Each of these spectral classes, except possibly for the Y class which is still being defined, is further subdivided into 10 subclasses designated by the numbers 0 through 9. A B0 star is the hottest type of B star; a B9 star is the coolest type of B star and is only slightly hotter than an A0 star.
And just one more item of vocabulary: for historical reasons, astronomers call all the elements heavier than helium metals , even though most of them do not show metallic properties. (If you are getting annoyed at the peculiar jargon that astronomers use, just bear in mind that every field of human activity tends to develop its own specialized vocabulary. Just try reading a credit card or social media agreement form these days without training in law!)
Let’s take a look at some of the details of how the spectra of the stars change with temperature. (It is these details that allowed Annie Cannon to identify the spectral types of stars as quickly as three per minute!) As [link] shows, in the hottest O stars (those with temperatures over 28,000 K), only lines of ionized helium and highly ionized atoms of other elements are conspicuous. Hydrogen lines are strongest in A stars with atmospheric temperatures of about 10,000 K. Ionized metals provide the most conspicuous lines in stars with temperatures from 6000 to 7500 K (spectral type F). In the coolest M stars (below 3500 K), absorption bands of titanium oxide and other molecules are very strong. By the way, the spectral class assigned to the Sun is G2. The sequence of spectral class es is summarized in [link] .
Absorption lines in stars of different temperatures.

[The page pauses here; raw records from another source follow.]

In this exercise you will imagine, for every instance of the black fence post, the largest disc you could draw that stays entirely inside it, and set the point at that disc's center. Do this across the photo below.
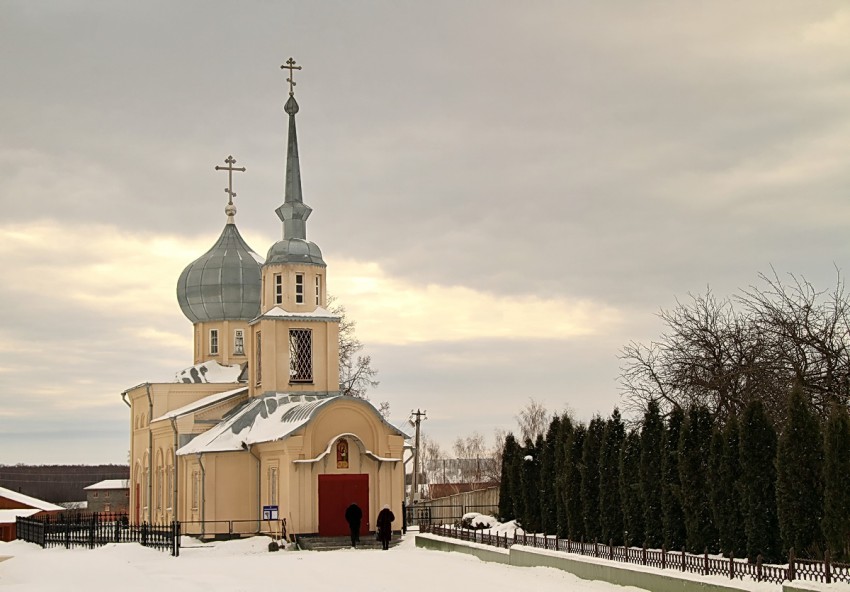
(792, 568)
(827, 572)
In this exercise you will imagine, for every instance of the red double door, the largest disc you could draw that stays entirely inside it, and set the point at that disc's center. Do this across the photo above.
(336, 493)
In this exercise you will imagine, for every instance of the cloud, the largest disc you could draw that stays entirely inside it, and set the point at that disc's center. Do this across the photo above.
(398, 311)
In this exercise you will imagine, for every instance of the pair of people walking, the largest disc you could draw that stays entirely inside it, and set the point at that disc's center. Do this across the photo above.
(354, 516)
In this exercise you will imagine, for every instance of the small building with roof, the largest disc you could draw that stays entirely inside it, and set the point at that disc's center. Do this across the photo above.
(14, 505)
(108, 496)
(256, 430)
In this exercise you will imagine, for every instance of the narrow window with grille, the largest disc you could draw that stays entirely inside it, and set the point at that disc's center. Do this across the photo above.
(278, 288)
(299, 288)
(196, 482)
(273, 486)
(239, 342)
(258, 359)
(300, 355)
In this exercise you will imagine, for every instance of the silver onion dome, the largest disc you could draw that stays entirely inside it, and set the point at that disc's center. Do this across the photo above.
(224, 283)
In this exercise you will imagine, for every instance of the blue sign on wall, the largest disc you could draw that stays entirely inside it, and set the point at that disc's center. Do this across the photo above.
(270, 513)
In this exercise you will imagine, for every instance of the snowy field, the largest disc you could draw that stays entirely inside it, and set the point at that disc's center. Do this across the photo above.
(247, 565)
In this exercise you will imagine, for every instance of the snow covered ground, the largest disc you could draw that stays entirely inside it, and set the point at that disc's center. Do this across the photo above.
(247, 565)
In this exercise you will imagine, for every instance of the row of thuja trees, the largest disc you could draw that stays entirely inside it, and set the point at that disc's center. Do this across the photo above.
(689, 480)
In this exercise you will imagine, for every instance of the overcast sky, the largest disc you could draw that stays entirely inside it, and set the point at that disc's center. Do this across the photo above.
(506, 193)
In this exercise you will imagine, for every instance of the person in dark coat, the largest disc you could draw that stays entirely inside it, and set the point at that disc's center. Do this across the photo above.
(385, 526)
(353, 515)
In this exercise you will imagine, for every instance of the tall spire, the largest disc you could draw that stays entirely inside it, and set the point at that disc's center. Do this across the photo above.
(294, 212)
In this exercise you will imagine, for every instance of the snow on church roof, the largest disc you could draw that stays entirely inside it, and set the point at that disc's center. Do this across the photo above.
(209, 371)
(320, 314)
(29, 501)
(110, 484)
(266, 419)
(207, 401)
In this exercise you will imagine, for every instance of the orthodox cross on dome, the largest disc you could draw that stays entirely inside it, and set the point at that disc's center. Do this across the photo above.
(290, 65)
(230, 209)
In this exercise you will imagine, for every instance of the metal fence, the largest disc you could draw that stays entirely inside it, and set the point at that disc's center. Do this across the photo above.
(92, 530)
(429, 513)
(705, 564)
(231, 529)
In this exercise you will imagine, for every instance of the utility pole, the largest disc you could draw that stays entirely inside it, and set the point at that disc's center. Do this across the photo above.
(419, 415)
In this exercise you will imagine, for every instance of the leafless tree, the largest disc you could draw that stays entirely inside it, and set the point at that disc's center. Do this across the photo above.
(356, 375)
(724, 353)
(533, 420)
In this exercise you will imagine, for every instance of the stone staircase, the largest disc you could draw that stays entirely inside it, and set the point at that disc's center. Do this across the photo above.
(367, 543)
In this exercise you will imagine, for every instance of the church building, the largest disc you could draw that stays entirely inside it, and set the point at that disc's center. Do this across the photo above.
(256, 431)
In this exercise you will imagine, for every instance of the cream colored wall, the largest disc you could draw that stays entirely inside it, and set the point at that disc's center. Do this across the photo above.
(151, 442)
(288, 272)
(275, 356)
(226, 342)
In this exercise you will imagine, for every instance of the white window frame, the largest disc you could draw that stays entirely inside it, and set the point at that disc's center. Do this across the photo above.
(299, 288)
(259, 359)
(278, 288)
(213, 342)
(239, 342)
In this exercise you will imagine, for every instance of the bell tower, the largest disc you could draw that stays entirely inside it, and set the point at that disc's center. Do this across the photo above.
(294, 340)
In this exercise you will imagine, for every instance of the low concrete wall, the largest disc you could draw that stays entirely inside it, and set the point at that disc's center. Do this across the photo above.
(589, 568)
(615, 573)
(483, 552)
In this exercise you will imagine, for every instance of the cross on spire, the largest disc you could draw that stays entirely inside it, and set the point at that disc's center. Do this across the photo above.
(230, 168)
(290, 65)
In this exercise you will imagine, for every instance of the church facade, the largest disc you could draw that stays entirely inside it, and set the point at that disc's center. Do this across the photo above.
(256, 431)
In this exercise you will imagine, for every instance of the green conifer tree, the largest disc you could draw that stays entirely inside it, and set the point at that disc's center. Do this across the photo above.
(836, 518)
(506, 487)
(799, 479)
(630, 490)
(530, 518)
(590, 477)
(673, 522)
(725, 489)
(548, 486)
(694, 444)
(757, 449)
(562, 470)
(651, 437)
(610, 504)
(573, 491)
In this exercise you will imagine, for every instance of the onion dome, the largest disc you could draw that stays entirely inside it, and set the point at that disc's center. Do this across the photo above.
(294, 248)
(224, 283)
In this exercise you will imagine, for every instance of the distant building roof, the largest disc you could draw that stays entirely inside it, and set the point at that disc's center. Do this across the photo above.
(26, 500)
(110, 484)
(10, 516)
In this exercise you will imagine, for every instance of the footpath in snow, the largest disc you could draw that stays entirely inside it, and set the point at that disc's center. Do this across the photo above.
(247, 565)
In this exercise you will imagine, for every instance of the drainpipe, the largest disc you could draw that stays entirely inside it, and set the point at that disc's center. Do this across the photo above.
(174, 502)
(150, 453)
(203, 493)
(249, 447)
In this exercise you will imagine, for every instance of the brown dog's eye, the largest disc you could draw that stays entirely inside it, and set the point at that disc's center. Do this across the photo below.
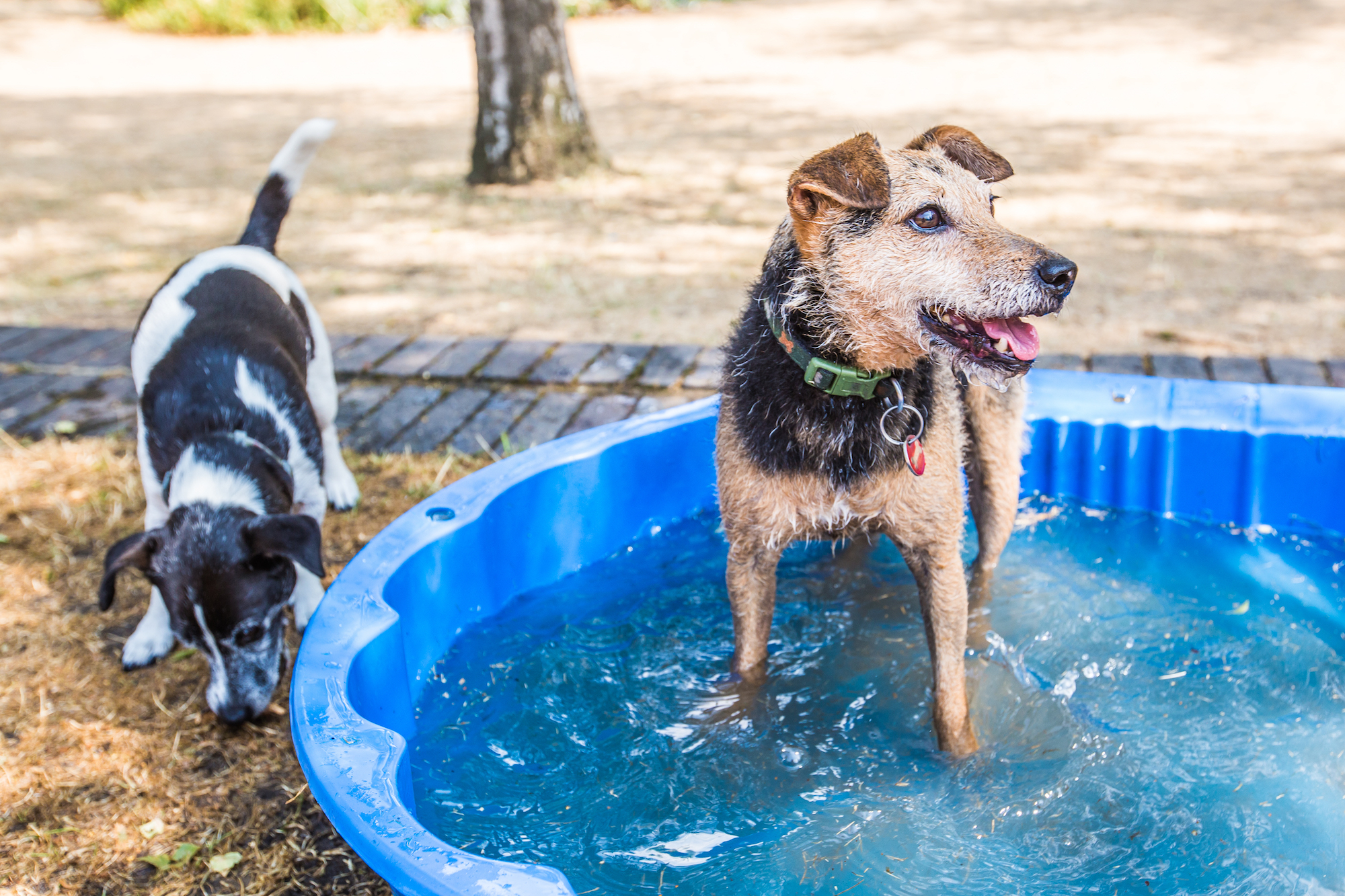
(927, 220)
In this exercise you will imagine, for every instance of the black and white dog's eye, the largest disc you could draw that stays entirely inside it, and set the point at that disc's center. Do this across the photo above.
(249, 635)
(927, 220)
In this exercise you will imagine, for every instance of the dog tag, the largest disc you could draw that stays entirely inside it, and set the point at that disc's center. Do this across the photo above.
(915, 456)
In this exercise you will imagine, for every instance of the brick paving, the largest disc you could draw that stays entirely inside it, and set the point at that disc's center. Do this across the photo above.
(430, 393)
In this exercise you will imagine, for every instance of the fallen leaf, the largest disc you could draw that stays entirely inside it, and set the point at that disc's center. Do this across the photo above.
(184, 852)
(225, 864)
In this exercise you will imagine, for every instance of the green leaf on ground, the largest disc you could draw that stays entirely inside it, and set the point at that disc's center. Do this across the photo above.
(225, 864)
(185, 852)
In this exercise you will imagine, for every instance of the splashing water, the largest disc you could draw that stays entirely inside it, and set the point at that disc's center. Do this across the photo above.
(1161, 708)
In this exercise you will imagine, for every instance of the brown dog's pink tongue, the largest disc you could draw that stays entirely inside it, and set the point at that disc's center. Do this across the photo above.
(1022, 335)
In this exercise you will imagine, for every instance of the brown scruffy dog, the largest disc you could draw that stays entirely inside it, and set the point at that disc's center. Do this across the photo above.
(878, 358)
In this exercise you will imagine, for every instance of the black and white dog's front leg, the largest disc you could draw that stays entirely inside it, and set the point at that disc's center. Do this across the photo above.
(341, 487)
(154, 637)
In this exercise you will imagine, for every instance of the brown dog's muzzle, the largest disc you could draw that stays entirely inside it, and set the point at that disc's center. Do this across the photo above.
(1058, 279)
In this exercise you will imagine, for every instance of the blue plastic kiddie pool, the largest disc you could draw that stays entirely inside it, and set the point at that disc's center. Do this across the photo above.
(1254, 458)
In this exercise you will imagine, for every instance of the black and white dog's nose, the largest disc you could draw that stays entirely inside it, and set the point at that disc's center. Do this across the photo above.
(1058, 274)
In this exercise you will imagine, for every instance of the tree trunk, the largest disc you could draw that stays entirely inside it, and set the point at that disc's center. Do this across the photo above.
(529, 122)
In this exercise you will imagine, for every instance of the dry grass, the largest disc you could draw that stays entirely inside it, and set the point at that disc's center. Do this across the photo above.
(89, 755)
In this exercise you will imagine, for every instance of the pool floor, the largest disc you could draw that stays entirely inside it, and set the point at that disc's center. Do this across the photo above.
(1161, 708)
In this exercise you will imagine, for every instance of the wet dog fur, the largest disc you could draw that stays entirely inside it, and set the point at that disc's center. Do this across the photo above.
(239, 455)
(890, 261)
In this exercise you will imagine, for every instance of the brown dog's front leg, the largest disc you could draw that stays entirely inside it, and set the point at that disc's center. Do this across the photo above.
(751, 580)
(944, 602)
(995, 470)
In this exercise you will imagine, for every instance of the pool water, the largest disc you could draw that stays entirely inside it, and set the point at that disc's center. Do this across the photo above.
(1161, 708)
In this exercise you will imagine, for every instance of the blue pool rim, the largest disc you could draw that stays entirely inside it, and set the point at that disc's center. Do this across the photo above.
(1250, 455)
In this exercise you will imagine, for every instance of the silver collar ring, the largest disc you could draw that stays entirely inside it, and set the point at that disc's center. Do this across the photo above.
(883, 425)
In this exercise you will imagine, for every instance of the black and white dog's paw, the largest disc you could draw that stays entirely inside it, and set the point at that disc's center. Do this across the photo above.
(341, 486)
(151, 641)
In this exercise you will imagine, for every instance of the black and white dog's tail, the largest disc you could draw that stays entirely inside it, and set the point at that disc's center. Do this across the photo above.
(283, 181)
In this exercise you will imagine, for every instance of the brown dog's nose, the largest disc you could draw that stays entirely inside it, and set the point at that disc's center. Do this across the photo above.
(1058, 274)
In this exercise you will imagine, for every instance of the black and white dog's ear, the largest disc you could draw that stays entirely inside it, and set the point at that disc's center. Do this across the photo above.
(291, 536)
(135, 551)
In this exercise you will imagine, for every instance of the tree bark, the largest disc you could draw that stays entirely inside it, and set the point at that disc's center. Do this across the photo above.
(529, 122)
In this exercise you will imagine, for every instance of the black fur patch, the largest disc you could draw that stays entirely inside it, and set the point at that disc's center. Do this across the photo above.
(192, 395)
(785, 424)
(270, 210)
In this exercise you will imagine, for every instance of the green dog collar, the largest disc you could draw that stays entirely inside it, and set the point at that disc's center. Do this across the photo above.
(828, 376)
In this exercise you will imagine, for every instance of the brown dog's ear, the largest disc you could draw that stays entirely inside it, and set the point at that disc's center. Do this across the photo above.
(966, 150)
(291, 536)
(852, 175)
(137, 551)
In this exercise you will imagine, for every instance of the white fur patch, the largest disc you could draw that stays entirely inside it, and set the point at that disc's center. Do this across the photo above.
(294, 158)
(217, 694)
(169, 314)
(309, 592)
(310, 495)
(194, 481)
(153, 638)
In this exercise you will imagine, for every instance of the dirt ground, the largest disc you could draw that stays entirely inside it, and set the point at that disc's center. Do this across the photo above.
(89, 754)
(1190, 157)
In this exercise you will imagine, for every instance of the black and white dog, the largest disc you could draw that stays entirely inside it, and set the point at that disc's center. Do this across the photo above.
(239, 454)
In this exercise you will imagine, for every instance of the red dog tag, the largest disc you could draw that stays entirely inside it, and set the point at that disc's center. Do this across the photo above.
(915, 456)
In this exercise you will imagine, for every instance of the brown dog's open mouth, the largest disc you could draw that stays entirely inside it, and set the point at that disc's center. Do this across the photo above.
(1008, 343)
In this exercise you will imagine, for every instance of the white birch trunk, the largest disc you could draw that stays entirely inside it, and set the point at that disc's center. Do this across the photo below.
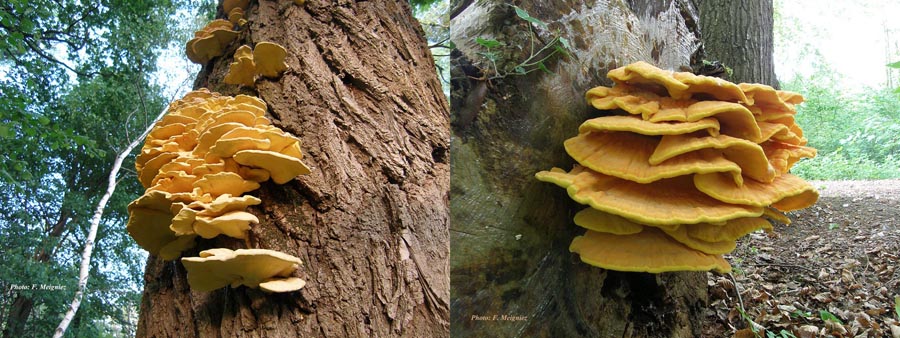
(92, 234)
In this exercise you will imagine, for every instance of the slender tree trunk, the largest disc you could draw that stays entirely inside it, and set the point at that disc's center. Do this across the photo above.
(512, 274)
(739, 35)
(84, 271)
(371, 221)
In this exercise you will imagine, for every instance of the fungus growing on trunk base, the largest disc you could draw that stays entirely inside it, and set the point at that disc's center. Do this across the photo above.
(693, 164)
(196, 164)
(269, 270)
(266, 60)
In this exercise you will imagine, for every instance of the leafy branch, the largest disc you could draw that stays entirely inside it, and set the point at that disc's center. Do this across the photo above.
(536, 58)
(895, 65)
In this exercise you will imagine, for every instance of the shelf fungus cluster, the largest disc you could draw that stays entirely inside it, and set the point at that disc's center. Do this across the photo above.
(683, 167)
(267, 60)
(197, 163)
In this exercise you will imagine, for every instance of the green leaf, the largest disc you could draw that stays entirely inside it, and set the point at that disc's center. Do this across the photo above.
(826, 316)
(488, 43)
(786, 334)
(561, 50)
(525, 16)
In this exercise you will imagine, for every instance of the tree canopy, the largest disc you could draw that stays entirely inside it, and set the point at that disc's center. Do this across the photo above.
(76, 85)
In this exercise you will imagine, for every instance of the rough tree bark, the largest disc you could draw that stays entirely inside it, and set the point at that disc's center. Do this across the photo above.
(510, 233)
(739, 35)
(371, 221)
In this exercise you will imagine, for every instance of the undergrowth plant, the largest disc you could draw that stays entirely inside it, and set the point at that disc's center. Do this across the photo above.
(538, 54)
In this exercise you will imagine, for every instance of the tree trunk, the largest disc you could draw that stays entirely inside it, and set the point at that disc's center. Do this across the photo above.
(371, 221)
(739, 35)
(512, 274)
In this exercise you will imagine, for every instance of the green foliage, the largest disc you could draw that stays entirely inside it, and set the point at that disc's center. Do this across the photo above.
(75, 88)
(827, 316)
(783, 334)
(435, 20)
(854, 133)
(536, 58)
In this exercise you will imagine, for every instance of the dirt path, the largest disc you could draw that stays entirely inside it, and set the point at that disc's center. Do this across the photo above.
(839, 256)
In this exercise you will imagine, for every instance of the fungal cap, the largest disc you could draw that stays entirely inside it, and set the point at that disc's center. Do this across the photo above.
(637, 125)
(232, 224)
(225, 183)
(210, 41)
(629, 253)
(243, 70)
(628, 156)
(282, 284)
(235, 15)
(148, 224)
(596, 220)
(670, 201)
(786, 193)
(217, 268)
(229, 5)
(282, 168)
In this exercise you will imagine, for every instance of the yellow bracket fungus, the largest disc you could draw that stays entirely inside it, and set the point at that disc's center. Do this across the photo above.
(210, 41)
(269, 270)
(266, 60)
(196, 164)
(697, 163)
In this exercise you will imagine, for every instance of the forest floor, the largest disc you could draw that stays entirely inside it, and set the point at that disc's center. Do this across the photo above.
(832, 272)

| Spectral Classes for Stars | ||||
|---|---|---|---|---|
| Spectral Class | Color | Approximate Temperature (K) | Principal Features | Examples |
| O | Blue | >30,000 | Neutral and ionized helium lines, weak hydrogen lines | 10 Lacertae |
| B | Blue-white | 10,000–30,000 | Neutral helium lines, strong hydrogen lines | Rigel, Spica |
| A | White | 7500–10,000 | Strongest hydrogen lines, weak ionized calcium lines, weak ionized metal (e.g., iron, magnesium) lines | Sirius , Vega |
| F | Yellow-white | 6000–7500 | Strong hydrogen lines, strong ionized calcium lines, weak sodium lines, many ionized metal lines | Canopus, Procyon |
| G | Yellow | 5200–6000 | Weaker hydrogen lines, strong ionized calcium lines, strong sodium lines, many lines of ionized and neutral metals | Sun , Capella |
| K | Orange | 3700–5200 | Very weak hydrogen lines, strong ionized calcium lines, strong sodium lines, many lines of neutral metals | Arcturus, Aldebaran |
| M | Red | 2400–3700 | Strong lines of neutral metals and molecular bands of titanium oxide dominate | Betelgeuse , Antares |
| L | Red | 1300–2400 | Metal hydride lines, alkali metal lines (e.g., sodium, potassium, rubidium) | Teide 1 |
| T | Magenta | 700–1300 | Methane lines | Gliese 229B |
| Y | Infrared Absorption by sodium and potassium atoms makes Y dwarfs appear a bit less red than L dwarfs. | <700 | Ammonia lines | WISE 1828+2650 |
To see how spectral classification works, let’s use [link] . Suppose you have a spectrum in which the hydrogen lines are about half as strong as those seen in an A star. Looking at the lines in our figure, you see that the star could be either a B star or a G star. But if the spectrum also contains helium lines, then it is a B star, whereas if it contains lines of ionized iron and other metals, it must be a G star.